Kafka data exchange for data-import(DRAFT)

MODPUBSUB-117 - Getting issue details... STATUS

Current document is created to describe the solution for data flow between the modules using messaging system - Kafka - directly and eliminate unnecessary HTTP calls. mod-pubsub module can still be used as before (receiving and distributing events via HTTP), but its Client library functionality can be extended to allow modules to publish and consume messages directly from Kafka. The contract between mod-pubsub and other modules can remain as is - MessagingDescriptor contains the list of published and consumed events, registration of EventDescriptors should trigger the creation of topics in Kafka by mod-pubsub. 

Data-import process consists of various actions on multiple entities that take place across several modules. Interaction between these modules heavily relies on HTTP, which place a lot of pressure on FOLIO infrastructure.
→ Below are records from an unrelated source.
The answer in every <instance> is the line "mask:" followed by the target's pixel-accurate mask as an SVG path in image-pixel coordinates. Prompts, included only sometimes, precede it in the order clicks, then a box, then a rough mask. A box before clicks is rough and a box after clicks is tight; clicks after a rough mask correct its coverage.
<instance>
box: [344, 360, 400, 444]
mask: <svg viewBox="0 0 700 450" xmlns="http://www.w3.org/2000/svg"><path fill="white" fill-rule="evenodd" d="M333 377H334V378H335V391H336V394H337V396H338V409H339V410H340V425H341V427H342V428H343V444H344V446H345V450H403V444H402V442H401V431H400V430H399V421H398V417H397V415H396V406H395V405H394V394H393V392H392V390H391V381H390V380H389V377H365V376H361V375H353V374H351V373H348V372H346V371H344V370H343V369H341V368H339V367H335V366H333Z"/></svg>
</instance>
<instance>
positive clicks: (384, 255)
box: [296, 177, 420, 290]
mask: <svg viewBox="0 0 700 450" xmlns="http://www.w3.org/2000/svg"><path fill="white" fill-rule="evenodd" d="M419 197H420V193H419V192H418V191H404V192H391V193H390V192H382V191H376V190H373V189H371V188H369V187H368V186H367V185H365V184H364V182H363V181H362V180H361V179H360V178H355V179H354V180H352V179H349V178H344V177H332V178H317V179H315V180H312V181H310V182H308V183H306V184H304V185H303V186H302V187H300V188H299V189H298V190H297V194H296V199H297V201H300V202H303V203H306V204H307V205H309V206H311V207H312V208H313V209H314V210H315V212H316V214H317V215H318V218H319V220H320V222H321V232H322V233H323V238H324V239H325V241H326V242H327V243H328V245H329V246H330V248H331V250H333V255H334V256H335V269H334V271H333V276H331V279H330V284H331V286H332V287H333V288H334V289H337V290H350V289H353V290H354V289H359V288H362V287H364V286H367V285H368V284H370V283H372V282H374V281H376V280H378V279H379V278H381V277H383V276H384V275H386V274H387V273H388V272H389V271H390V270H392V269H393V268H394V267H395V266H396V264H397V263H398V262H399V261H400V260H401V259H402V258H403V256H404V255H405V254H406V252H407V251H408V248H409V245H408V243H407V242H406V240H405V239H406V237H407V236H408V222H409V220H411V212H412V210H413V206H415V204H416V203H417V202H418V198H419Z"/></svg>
In essence, current data-import flow implementation via mod-pubsub looks like this:

(1), (2), (3) - are direct HTTP calls between modules while all the other interaction between modules happens via mod-pubsub, though still over HTTP. Modules register in mod-pubsub as Publishers and/or Subscribers, mod-pubsub creates necessary topics and works as a wrapper over Kafka. It provides an API for publishing events, writes data to Kafka, receives data from Kafka and distributes the events to all subscribed modules calling the specified callback endpoints. 

Data-import flow is quite complex, processing of data using the most trivial JobProfile (save MARC Bibliographic records, map to Instance, match by Instance fields, create Holdings, Items, etc.) results in multiple events being published for a single record. Following are the data-import events sent and received by the modules involved in data-import process so far (it will be extended, you can find the actualized table by the link): 

The fact that data-import event-driven interaction happens over HTTP places high requirements on modules in terms of memory and CPU and a 100% availability for the FOLIO infrastructure. The latter is difficult to achieve since there is no "retry" or "circuit breaker" policy implemented in FOLIO. Hence, infrastructure-related errors occur frequently and break the whole data-import flow. 

The simplest and quickest solution to resolve the underlined problem appears to be to allow modules involved in data-import process exchange data using messaging system - Kafka - directly. mod-pubsub Client library can provide methods to write event to Kafka and to create a Consumer with custom handler for each event while registration and topic creation remains a mod-pubsub responsibility. This would simplify the integration and would preserve the existing contract regarding EventDescriptors.

HTTP calls (1) and (2) from the previous diagram can also be reworked to use Kafka instead - DI_INITIAL_RECORDS_LOADED and DI_INITIAL_RECORD_PARSED events can be published respectively. Rework of the (1) call would also allow to discard the blocking queue implementation in mod-data-import, which has its own flaws and prevents to import multiple files in parallel. The solution with blocking queue was implemented to control the flow of data-import and prevent flooding the mod-source-record-manager and all the subsequent modules along the way, resulting in OOM errors. 

The proposed flow using Kafka would look like the following:

Interaction between mod-inventory and mod-inventory-storage can remain as is, but the event-driven processing would be more stable and efficient if happened via Kafka.